Pour M. Abdourahamane Ousmane, la régulation appliquée au domaine spécifique des médias, consiste à encadrer l'exercice de la liberté de la presse et de la communication audiovisuelle, et cet encadrement se fait à travers un processus de veille, de modération et de rappel permanent des dispositions légales et réglementaires. En effet ajoute-t-il, ''la finalité est de concilier la jouissance des droits et libertés individuels et collectifs, à la nécessité de préserver l'ordre public, la cohésion nationale, la paix sociale et l'Etat de Droit, donc de servir l'intérêt général''. Pour le président du CSC, en un an d'exercice, cette institution a su placer l'intérêt général au cœur de ses actions. Par conséquent, précise-t-il, ni les récriminations des uns, ni les procès d'intention des autres ne doivent les dévier de cette trajectoire. Bien au contraire, ils doivent les conforter dans leur conviction qu'ils sont restés fidèles à leur credo de départ, celui de réguler l'espace médiatique et communicationnel en toute indépendance, dans l'équité et la transparence.
«La première année de notre mandature a été presque exclusivement consacrée à l'élaboration du cadre réglementaire de la régulation. A présent, il faut passer à la mise en œuvre effective de tous les textes que nous avions adoptés » a déclaré le président du CSC. Dans ce cadre, il est impérieux, souligne-t-il pour l'institution, de se doter d'un Plan Stratégique, couvrant la période 2014 - 2018. ''Un tel outil va permettre d'améliorer l'efficacité des interventions du CSC, surtout quand il sera assorti d'un Plan d'action pluriannuel et d'un mécanisme de suivi-évaluation », a-t-il indiqué. Cependant, M. Abdourahamane Ousmane n'a pas manqué de relever les faiblesses de son institution, notamment l'absence du CSC à l'intérieur du pays, alors que la majorité des médias à réguler s'y trouve.

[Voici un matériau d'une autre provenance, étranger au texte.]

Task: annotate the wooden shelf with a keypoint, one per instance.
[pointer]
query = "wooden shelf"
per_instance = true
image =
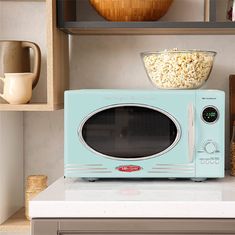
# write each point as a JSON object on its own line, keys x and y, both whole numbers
{"x": 68, "y": 21}
{"x": 57, "y": 67}
{"x": 158, "y": 28}
{"x": 16, "y": 223}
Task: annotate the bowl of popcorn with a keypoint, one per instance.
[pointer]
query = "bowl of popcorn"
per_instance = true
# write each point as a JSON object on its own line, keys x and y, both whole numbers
{"x": 178, "y": 69}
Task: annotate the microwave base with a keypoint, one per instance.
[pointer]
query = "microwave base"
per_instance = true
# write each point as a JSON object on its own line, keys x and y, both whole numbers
{"x": 171, "y": 178}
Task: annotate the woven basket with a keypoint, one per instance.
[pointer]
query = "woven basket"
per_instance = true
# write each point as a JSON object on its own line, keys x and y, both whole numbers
{"x": 34, "y": 185}
{"x": 131, "y": 10}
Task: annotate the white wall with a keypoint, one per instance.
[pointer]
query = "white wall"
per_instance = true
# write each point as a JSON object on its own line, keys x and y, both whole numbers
{"x": 98, "y": 62}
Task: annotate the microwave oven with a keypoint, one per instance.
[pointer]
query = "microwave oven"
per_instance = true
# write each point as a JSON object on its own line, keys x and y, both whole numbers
{"x": 144, "y": 134}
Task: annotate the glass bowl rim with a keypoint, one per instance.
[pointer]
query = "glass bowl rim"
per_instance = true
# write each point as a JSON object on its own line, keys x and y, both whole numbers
{"x": 214, "y": 53}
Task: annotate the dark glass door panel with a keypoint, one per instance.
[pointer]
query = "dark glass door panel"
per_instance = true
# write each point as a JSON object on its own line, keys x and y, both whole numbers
{"x": 129, "y": 132}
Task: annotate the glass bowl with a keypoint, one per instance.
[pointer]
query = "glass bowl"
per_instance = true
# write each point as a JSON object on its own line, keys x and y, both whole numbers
{"x": 173, "y": 69}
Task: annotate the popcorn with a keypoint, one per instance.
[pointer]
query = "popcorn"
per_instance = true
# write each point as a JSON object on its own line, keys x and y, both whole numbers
{"x": 179, "y": 69}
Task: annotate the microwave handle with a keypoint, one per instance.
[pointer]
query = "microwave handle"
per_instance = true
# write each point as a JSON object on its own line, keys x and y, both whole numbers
{"x": 191, "y": 132}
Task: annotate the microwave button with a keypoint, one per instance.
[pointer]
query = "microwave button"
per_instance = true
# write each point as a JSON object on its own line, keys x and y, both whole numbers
{"x": 210, "y": 114}
{"x": 210, "y": 147}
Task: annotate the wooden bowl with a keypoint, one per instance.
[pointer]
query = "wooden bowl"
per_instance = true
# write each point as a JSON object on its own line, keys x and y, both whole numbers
{"x": 131, "y": 10}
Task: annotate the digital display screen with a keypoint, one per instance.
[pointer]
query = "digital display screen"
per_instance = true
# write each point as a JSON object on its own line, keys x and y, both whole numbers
{"x": 210, "y": 114}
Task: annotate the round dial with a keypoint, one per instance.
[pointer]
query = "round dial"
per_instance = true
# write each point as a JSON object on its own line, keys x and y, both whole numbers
{"x": 210, "y": 147}
{"x": 210, "y": 114}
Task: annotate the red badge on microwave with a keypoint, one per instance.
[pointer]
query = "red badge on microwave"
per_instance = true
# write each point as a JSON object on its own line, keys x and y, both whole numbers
{"x": 129, "y": 168}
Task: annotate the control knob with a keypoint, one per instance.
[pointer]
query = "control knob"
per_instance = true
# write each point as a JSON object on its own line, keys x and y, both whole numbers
{"x": 210, "y": 147}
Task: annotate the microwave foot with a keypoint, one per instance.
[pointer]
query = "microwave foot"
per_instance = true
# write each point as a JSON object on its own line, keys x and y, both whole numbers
{"x": 198, "y": 179}
{"x": 90, "y": 179}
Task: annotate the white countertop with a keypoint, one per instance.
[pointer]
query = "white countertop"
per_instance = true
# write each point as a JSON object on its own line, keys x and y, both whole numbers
{"x": 136, "y": 198}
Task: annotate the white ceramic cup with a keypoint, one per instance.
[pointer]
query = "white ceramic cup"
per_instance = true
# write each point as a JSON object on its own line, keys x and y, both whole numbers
{"x": 17, "y": 88}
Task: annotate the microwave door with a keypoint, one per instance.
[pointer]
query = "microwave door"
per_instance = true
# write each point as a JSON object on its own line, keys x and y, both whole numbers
{"x": 130, "y": 132}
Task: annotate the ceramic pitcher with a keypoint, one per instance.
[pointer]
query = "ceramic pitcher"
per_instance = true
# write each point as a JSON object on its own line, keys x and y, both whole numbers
{"x": 17, "y": 88}
{"x": 15, "y": 58}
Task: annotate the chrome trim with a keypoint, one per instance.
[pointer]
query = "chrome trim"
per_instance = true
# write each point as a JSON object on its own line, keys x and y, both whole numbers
{"x": 72, "y": 172}
{"x": 189, "y": 165}
{"x": 191, "y": 132}
{"x": 83, "y": 165}
{"x": 178, "y": 135}
{"x": 210, "y": 106}
{"x": 82, "y": 169}
{"x": 170, "y": 172}
{"x": 168, "y": 168}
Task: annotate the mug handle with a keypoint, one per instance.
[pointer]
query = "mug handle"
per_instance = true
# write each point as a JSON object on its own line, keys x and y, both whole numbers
{"x": 37, "y": 60}
{"x": 1, "y": 94}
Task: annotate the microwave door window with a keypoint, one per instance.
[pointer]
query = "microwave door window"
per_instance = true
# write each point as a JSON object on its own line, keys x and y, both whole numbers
{"x": 129, "y": 132}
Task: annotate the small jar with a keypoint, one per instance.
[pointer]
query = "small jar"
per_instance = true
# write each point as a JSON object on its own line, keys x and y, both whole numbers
{"x": 34, "y": 185}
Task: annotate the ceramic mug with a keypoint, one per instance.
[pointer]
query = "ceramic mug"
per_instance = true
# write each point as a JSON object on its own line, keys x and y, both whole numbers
{"x": 17, "y": 88}
{"x": 15, "y": 58}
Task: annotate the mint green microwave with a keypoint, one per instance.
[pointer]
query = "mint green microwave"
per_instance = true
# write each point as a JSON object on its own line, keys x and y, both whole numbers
{"x": 144, "y": 134}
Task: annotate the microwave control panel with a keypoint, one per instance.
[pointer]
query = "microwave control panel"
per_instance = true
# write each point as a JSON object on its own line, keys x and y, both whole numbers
{"x": 210, "y": 133}
{"x": 210, "y": 114}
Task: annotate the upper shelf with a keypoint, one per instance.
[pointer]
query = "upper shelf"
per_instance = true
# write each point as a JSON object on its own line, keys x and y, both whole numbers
{"x": 69, "y": 20}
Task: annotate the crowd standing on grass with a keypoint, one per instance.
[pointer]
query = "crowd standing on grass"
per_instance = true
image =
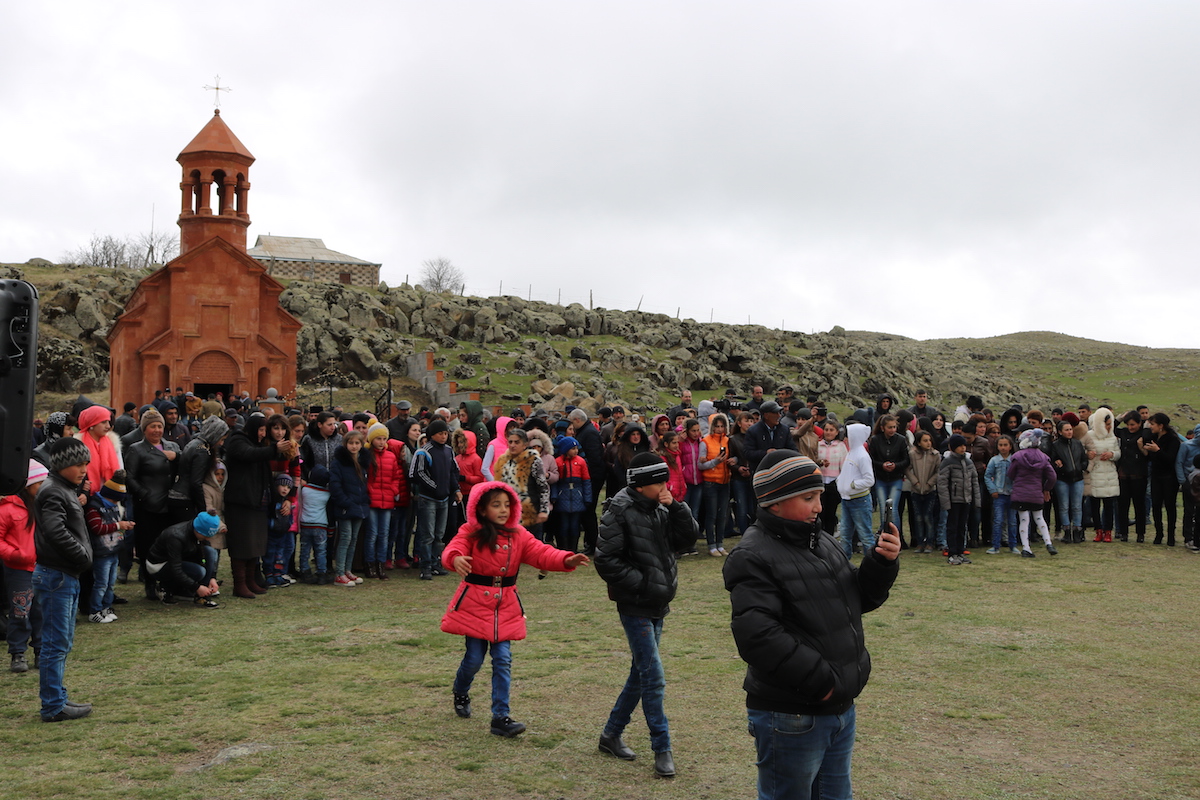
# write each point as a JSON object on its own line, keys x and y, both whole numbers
{"x": 157, "y": 494}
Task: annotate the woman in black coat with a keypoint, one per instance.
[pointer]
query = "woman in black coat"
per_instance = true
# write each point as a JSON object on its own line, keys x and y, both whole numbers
{"x": 247, "y": 501}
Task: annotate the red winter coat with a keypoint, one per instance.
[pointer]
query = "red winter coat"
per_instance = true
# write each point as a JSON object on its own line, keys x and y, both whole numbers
{"x": 471, "y": 465}
{"x": 16, "y": 540}
{"x": 485, "y": 612}
{"x": 384, "y": 479}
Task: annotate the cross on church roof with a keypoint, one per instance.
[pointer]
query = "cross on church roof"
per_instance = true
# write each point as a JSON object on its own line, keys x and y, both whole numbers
{"x": 216, "y": 91}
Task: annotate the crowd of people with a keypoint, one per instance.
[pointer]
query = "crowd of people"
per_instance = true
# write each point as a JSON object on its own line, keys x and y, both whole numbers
{"x": 172, "y": 487}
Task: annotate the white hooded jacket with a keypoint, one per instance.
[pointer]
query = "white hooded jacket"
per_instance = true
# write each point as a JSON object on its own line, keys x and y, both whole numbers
{"x": 857, "y": 475}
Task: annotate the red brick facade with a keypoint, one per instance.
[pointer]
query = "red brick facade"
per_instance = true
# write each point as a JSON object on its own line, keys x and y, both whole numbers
{"x": 211, "y": 317}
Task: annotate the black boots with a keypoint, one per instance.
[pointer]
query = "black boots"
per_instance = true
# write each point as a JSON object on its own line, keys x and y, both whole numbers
{"x": 507, "y": 727}
{"x": 615, "y": 746}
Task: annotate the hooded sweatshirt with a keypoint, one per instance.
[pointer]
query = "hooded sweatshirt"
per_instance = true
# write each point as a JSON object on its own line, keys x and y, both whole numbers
{"x": 857, "y": 475}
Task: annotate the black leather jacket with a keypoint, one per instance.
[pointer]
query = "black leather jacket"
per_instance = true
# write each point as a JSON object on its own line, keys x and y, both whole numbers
{"x": 60, "y": 536}
{"x": 797, "y": 615}
{"x": 636, "y": 552}
{"x": 150, "y": 475}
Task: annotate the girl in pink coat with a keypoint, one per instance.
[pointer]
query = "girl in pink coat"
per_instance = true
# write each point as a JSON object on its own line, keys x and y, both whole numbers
{"x": 487, "y": 552}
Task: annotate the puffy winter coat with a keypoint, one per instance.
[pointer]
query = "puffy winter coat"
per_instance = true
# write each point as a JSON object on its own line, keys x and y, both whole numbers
{"x": 1072, "y": 455}
{"x": 481, "y": 607}
{"x": 797, "y": 615}
{"x": 348, "y": 498}
{"x": 1031, "y": 474}
{"x": 958, "y": 481}
{"x": 150, "y": 475}
{"x": 16, "y": 535}
{"x": 1099, "y": 440}
{"x": 636, "y": 552}
{"x": 384, "y": 479}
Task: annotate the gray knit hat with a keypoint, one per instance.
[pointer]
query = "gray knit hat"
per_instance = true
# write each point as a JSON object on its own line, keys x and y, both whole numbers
{"x": 784, "y": 474}
{"x": 69, "y": 452}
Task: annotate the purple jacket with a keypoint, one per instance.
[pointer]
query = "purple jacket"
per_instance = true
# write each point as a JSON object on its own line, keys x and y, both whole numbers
{"x": 1031, "y": 473}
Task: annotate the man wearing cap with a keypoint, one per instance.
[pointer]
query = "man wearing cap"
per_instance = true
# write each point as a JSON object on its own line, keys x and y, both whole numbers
{"x": 767, "y": 434}
{"x": 640, "y": 534}
{"x": 183, "y": 561}
{"x": 397, "y": 426}
{"x": 797, "y": 623}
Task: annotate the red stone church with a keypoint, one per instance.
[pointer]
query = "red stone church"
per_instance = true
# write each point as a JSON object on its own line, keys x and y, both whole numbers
{"x": 210, "y": 319}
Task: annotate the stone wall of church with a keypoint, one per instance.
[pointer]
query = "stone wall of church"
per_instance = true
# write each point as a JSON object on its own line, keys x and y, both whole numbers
{"x": 359, "y": 275}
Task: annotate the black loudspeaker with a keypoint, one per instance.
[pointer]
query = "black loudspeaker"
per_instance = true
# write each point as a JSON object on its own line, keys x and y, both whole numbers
{"x": 18, "y": 377}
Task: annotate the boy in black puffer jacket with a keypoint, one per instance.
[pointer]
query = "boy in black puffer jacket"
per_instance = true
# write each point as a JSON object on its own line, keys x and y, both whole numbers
{"x": 640, "y": 534}
{"x": 797, "y": 621}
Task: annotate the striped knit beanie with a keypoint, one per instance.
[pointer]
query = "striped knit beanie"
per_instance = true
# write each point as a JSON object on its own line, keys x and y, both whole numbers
{"x": 784, "y": 474}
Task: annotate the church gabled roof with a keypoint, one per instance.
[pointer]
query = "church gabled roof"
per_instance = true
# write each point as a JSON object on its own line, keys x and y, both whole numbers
{"x": 216, "y": 137}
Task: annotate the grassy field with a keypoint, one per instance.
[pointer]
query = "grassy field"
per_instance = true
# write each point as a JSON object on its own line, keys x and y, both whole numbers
{"x": 1068, "y": 677}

Et même à Niamey où cette institution est présente, la capacité de son monitoring est largement dépassée, du fait de la vétusté de la régie de contrôle ; le dysfonctionnement du cadre organisationnel et fonctionnel lié à l'absence d'outils tels que les cahiers de charges des services, les plans de travail, les revues de performances, le plan de communication etc. ; l'insuffisance des ressources humaines tant au plan qualitatif que quantitatif (40 agents toutes catégories confondues). Au plan financier, il est apparu que le budget de fonctionnement du CSC est très faible au regard des missions et fonctions à assumer. A cela, il faut ajouter le faible niveau quantitatif et qualitatif des ressources matérielles, notamment les locaux, le matériel roulant, la régie, la bureautique et l'informatique. M. Abdourahamane Ousmane a enfin salué les Conseillers et membres du CSC pour leur disponibilité, leur engagement ainsi que leur sens de responsabilité et les a par ailleurs exhorté à persévérer dans la même lancée afin d'intensifier le travail entamé il y a un an.